The Hitchockian opening scene of tonight’s episode of The Walking Dead, “Sing Me a Song,” makes clever use of Michonne’s (Danai Gurira) inscrutability. Walking down an initially empty country road and whistling “The Farmer in the Dell” to attract her prey, Michonne is the epitome of the existentially alone western hero she personifies more than anyone else in Rick’s group as she sets a walker-lined trap whose purpose is disturbingly opaque. The close-up of the sword and walkie-talkie she leaves behind as she drags a body down the road is a particularly unsettling bit of misdirection: Is she planning to commit suicide by walker? And even if she’s doing something else, like setting things up to make it look as if walkers got her so she can go underground, how long can she survive without that sword?

Luckily, this isn’t just one of those weeks-long incidents of psychological torture The Walking Dead has trained its audience—those of us, that is, who haven’t been driven off by those ordeals—to be braced for: We later learn what Michonne is up to, and it’s a relief to see her alive and unbowed. It still looks as if she may be on a suicide mission, though, since it’s hard to imagine anyone singlehandedly dispatching that canny and well-defended psychopath without getting killed in the process. Or maybe she’ll wind up as another one of Negan’s (Jeffrey Dean Morgan) captured enemy-warrior collectibles, joining Daryl (Norman Reedus) at the Sanctuary while Negan works on breaking their wills just enough to make useful soldiers of them.
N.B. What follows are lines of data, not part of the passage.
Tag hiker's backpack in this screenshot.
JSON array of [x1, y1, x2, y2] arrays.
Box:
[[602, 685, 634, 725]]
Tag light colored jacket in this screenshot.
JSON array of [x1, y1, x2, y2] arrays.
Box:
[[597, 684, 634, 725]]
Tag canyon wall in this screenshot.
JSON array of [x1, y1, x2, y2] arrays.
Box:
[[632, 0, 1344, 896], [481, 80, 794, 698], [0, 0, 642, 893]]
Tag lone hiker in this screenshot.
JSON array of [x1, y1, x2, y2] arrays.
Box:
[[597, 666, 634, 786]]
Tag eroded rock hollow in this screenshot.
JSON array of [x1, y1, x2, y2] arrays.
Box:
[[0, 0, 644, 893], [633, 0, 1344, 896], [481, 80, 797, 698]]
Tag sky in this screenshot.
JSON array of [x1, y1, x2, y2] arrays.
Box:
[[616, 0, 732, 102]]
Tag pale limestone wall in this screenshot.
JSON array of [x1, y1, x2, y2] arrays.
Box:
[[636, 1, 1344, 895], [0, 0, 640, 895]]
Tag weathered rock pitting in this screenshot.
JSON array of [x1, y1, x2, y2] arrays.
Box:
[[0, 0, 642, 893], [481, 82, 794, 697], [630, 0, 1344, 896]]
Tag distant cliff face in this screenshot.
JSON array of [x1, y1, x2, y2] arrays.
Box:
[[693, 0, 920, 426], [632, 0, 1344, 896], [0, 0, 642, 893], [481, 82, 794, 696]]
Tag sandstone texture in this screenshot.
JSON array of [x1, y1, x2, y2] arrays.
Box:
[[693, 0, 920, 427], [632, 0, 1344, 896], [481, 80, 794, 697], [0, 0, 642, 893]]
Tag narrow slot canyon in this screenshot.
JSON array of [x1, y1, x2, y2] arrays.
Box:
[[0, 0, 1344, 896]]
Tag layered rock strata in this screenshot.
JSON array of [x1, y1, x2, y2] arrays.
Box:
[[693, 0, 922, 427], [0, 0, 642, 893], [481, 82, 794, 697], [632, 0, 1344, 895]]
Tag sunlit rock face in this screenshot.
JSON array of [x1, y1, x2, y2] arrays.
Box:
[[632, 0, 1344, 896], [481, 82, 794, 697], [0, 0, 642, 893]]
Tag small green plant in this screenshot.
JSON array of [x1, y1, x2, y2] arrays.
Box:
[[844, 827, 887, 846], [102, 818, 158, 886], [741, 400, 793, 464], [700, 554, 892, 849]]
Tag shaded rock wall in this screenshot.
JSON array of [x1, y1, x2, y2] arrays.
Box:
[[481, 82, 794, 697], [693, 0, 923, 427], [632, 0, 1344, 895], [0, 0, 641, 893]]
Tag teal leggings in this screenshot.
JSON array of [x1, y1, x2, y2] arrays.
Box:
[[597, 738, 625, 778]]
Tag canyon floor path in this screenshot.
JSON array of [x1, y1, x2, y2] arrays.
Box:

Meanwhile, Carl (Chandler Riggs) makes his own kamikaze attempt to murder Negan, but succeeds only in killing two of his men and getting captured by Negan, who embarks on an elaborate cat-and-mouse campaign of intimidation, alternately toying with the kid and lashing out with terrifying ferocity. Like the long pan over the captive walkers outside and up the grim gray walls of the main building as Negan mock-genially offers to give Carl a tour of the Sanctuary after his arrest, “Sing Me a Song” is both informative and evocative, packing a lot of plot and a little character development into its 90 minutes while keeping the suspense amped up.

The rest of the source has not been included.